I have found that making the back fence uncomfortable where your hands dont need to be keeps my hands clear. I had to add wood to the rear of mine to keep the blade hid. good looking sled


----------



## RichT (Oct 14, 2016)

This is my main sled. The block at the back keeps my thumbs out of the way. Stick with a stable material for the base. I like MDF, but others prefer plywood. Either works. And, I don't finish the top surface. I want that friction to keep the work in place. I do wax the bottom though, so it slides easily.


----------



## Redoak49 (Dec 15, 2012)

That is very good for a first try. I have a clue of sleds. I built a big one and only use it once in awhile. I have a smaller sled about 18" long that I use a lot. I also glued some 220 sand paper on it on the back piece to keep things from moving. My sled is finished with shellac.


----------



## BLarge (Aug 29, 2011)

Im surprised more people don't design a sled with an adjustable back. I have built a few sleds, and it seems no matter how accurate that thing is when its done, over time it always get a little out out of square… my guess is from taking it on and off the table, torquing even the slightest, etc.

I will post some pics of my newest sled, I borrowed the design from someone else, but its pretty darn cool.
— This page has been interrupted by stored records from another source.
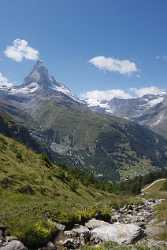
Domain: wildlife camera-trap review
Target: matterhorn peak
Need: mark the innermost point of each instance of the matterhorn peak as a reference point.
(39, 75)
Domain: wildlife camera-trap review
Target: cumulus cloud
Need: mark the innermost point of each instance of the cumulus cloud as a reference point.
(95, 97)
(20, 50)
(146, 91)
(4, 82)
(101, 97)
(125, 67)
(161, 58)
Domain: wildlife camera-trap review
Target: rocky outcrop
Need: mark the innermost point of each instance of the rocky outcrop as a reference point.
(93, 223)
(12, 245)
(119, 233)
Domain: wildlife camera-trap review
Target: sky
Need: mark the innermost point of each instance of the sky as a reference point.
(88, 45)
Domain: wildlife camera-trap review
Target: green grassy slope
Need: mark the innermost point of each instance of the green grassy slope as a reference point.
(106, 145)
(33, 192)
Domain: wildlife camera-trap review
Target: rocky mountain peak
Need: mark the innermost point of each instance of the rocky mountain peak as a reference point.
(40, 75)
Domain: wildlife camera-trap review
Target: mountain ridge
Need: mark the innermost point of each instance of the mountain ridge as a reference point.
(73, 134)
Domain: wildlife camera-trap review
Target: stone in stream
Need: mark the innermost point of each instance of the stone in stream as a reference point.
(119, 233)
(13, 245)
(93, 223)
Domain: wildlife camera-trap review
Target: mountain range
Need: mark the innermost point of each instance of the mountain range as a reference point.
(71, 133)
(149, 110)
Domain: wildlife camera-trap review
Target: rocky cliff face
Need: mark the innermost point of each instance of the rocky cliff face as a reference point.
(75, 135)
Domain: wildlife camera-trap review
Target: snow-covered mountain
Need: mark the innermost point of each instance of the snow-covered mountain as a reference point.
(37, 82)
(149, 109)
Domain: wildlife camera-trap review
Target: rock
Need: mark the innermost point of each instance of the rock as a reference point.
(49, 246)
(10, 238)
(70, 234)
(71, 243)
(119, 233)
(60, 227)
(93, 223)
(13, 245)
(81, 230)
(2, 231)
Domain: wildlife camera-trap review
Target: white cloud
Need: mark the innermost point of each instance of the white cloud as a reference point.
(101, 97)
(96, 97)
(20, 50)
(4, 82)
(146, 91)
(114, 65)
(161, 58)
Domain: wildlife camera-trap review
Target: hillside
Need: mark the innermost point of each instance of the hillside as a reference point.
(35, 192)
(74, 135)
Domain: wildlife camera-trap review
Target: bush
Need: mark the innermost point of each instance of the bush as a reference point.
(37, 235)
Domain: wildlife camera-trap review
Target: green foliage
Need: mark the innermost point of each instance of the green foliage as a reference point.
(39, 234)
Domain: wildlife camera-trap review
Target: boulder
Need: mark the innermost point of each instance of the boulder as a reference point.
(71, 243)
(13, 245)
(119, 233)
(93, 223)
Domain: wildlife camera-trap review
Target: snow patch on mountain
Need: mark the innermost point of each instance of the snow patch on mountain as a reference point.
(29, 89)
(4, 83)
(155, 101)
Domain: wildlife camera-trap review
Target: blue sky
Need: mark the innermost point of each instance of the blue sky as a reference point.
(69, 33)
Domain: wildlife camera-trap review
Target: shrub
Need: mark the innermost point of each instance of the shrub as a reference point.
(37, 235)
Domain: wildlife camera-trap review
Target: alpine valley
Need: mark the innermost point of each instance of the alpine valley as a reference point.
(46, 116)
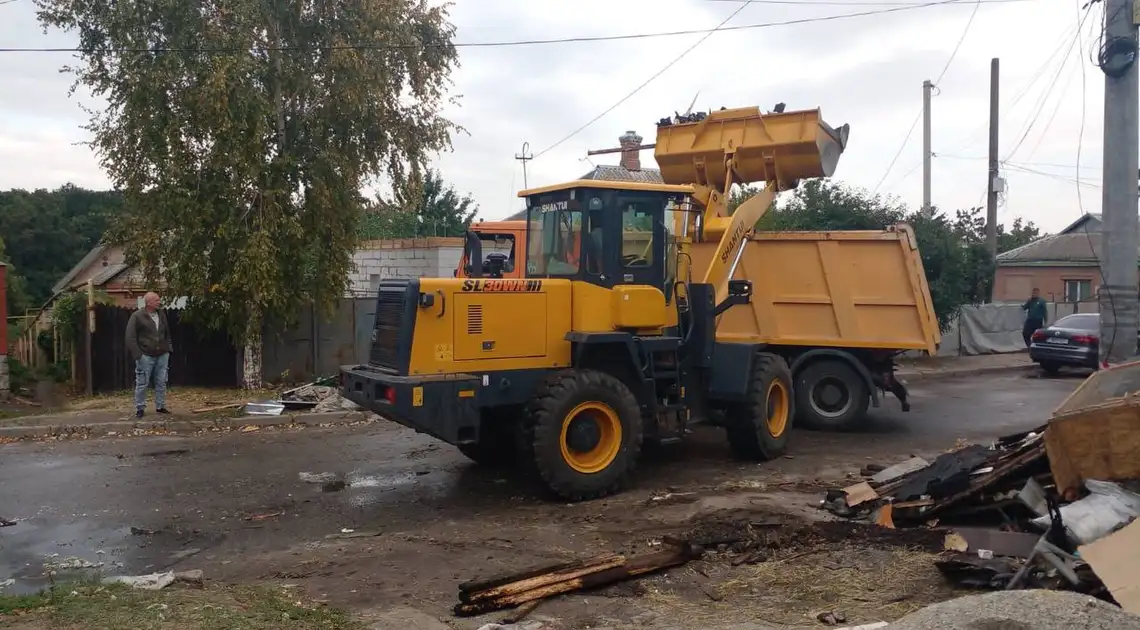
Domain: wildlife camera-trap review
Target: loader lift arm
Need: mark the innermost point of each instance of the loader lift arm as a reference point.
(743, 146)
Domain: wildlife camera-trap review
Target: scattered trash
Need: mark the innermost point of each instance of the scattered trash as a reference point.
(334, 485)
(1055, 508)
(70, 564)
(512, 590)
(352, 533)
(266, 408)
(218, 408)
(151, 581)
(177, 556)
(831, 618)
(263, 516)
(1107, 508)
(194, 577)
(1113, 558)
(319, 477)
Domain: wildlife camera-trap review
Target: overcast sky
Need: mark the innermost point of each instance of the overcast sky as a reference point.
(863, 71)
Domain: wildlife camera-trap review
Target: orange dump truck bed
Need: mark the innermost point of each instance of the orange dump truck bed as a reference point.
(855, 289)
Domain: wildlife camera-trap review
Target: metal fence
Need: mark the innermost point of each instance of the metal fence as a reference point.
(996, 328)
(319, 345)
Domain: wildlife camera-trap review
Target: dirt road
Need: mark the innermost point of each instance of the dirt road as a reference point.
(238, 507)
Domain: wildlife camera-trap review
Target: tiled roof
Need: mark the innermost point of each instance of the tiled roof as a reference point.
(1079, 247)
(619, 173)
(108, 273)
(608, 172)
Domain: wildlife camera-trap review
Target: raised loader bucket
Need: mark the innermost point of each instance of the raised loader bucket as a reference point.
(784, 147)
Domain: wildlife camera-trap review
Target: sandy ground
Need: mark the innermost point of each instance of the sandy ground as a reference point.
(423, 518)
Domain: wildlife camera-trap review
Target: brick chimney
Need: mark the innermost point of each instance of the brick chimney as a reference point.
(630, 150)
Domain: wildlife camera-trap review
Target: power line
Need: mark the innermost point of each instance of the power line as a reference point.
(646, 82)
(510, 43)
(852, 3)
(1049, 89)
(972, 137)
(722, 27)
(910, 131)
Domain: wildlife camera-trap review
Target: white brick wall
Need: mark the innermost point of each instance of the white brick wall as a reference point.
(421, 258)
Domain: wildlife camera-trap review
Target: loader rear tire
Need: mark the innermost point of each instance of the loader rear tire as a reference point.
(831, 395)
(583, 434)
(758, 427)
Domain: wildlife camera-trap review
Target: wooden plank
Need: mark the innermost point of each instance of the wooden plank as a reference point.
(540, 581)
(633, 567)
(1099, 442)
(503, 579)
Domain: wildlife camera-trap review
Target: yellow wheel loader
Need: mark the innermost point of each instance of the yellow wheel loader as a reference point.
(632, 319)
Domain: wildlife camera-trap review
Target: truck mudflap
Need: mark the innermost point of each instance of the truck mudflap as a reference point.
(444, 407)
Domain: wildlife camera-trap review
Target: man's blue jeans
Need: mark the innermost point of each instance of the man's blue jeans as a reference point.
(146, 368)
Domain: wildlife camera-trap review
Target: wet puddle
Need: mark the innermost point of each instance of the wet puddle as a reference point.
(33, 555)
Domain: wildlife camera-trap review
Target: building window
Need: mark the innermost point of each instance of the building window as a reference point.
(1077, 291)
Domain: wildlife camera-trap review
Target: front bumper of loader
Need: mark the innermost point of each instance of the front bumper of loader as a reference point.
(444, 407)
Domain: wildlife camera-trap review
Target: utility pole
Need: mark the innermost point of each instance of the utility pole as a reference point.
(927, 88)
(524, 157)
(1118, 202)
(992, 179)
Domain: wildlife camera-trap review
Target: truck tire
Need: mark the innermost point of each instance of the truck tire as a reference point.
(758, 428)
(583, 434)
(831, 394)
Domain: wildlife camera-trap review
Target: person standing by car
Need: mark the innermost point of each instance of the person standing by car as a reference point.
(1034, 316)
(148, 341)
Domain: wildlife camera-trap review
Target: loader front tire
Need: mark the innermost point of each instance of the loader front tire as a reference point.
(583, 434)
(758, 427)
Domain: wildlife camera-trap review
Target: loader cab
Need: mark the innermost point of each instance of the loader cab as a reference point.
(605, 234)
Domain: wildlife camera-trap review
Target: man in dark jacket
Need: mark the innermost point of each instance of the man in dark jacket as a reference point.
(1034, 316)
(148, 341)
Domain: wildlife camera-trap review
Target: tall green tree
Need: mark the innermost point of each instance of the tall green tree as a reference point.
(242, 132)
(420, 206)
(48, 231)
(958, 266)
(15, 286)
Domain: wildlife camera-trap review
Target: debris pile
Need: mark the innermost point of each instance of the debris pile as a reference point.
(320, 395)
(535, 585)
(1052, 508)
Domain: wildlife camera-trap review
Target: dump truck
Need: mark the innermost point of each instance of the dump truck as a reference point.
(645, 308)
(498, 246)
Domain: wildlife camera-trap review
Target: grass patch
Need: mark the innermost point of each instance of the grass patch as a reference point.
(213, 607)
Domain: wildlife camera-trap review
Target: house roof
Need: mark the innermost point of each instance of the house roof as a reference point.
(1082, 222)
(108, 273)
(607, 172)
(83, 263)
(619, 173)
(1060, 248)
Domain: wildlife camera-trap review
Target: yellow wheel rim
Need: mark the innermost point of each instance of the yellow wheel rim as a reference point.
(778, 408)
(591, 438)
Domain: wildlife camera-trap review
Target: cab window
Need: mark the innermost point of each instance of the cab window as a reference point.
(637, 234)
(554, 243)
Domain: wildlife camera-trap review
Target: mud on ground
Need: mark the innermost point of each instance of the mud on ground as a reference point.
(765, 563)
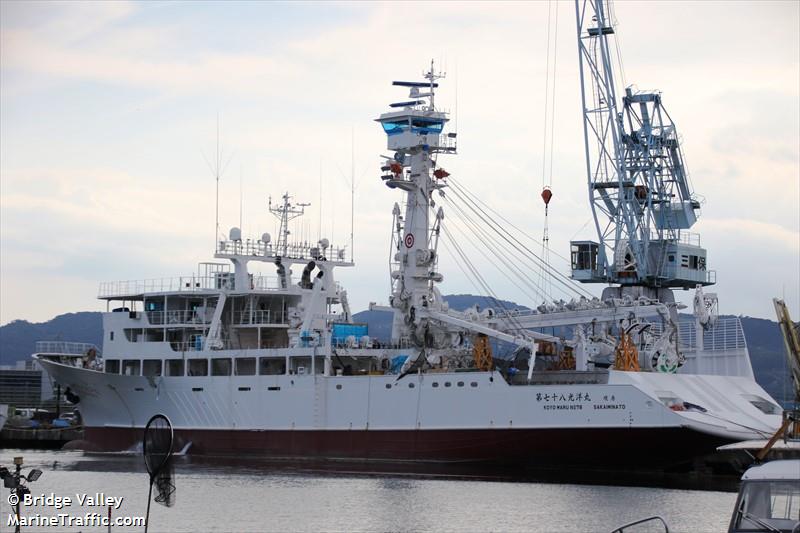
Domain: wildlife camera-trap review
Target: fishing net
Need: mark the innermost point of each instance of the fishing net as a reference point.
(157, 451)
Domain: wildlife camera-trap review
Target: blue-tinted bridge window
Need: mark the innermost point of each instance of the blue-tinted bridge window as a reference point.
(426, 125)
(393, 128)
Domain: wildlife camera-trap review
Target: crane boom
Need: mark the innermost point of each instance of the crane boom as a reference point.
(638, 185)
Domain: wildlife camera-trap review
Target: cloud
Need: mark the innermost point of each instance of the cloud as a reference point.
(108, 108)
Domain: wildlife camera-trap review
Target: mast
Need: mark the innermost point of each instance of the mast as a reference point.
(414, 133)
(285, 212)
(637, 181)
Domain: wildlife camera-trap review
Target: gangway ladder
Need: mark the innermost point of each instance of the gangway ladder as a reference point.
(214, 341)
(320, 397)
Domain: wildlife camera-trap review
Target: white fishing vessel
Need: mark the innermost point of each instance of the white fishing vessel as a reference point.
(261, 355)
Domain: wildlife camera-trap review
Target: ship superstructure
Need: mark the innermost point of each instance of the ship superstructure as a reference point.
(261, 354)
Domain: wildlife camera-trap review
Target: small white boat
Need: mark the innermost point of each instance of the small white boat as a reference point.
(769, 499)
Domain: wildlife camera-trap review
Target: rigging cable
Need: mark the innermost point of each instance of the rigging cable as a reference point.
(486, 242)
(565, 281)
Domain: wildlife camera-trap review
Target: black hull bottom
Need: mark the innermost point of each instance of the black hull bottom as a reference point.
(585, 448)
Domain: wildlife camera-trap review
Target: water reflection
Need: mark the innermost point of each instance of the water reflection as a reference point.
(235, 494)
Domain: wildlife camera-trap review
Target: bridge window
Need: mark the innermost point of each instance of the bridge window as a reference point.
(198, 367)
(426, 125)
(151, 367)
(221, 367)
(246, 366)
(131, 367)
(271, 366)
(395, 127)
(175, 367)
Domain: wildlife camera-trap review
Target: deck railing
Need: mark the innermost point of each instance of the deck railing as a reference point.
(225, 280)
(158, 318)
(258, 317)
(65, 348)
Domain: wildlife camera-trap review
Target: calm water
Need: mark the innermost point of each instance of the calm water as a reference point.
(242, 497)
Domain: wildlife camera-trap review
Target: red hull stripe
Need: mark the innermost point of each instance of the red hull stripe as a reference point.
(543, 446)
But nice first sled indeed, you will be so happy when you need to square of ends and do a bunch of repeat same sized cuts!


----------



## Woodbum (Jan 3, 2010)

Good, accurately built sleds are worth their weigh in gold . They will make you a better woodworker. I have built a number of special purpose sleds and a couple of standard crosscut sleds and they make repetitive cuts easier and more accurate. Keep up the good work. Good Luck, Have Fun and Work Safely!


----------



## OleGrump (Jun 16, 2017)

I made a very similar sled about a month and a half ago, and am very happy with how it came out and how it works. I chose to keep mine simple, because A) As noted, when/if it gets out of square, I won't feel badly having to scrap it, and B) By keeping the end boards square, I can use simple blocks clamped in place for stops and hold downs if needed. Left mine untreated as well, but waxed the heck out of the bottom and the maple runners. Great looking sled! You will really enjoy the benefits of your work on this piece.


----------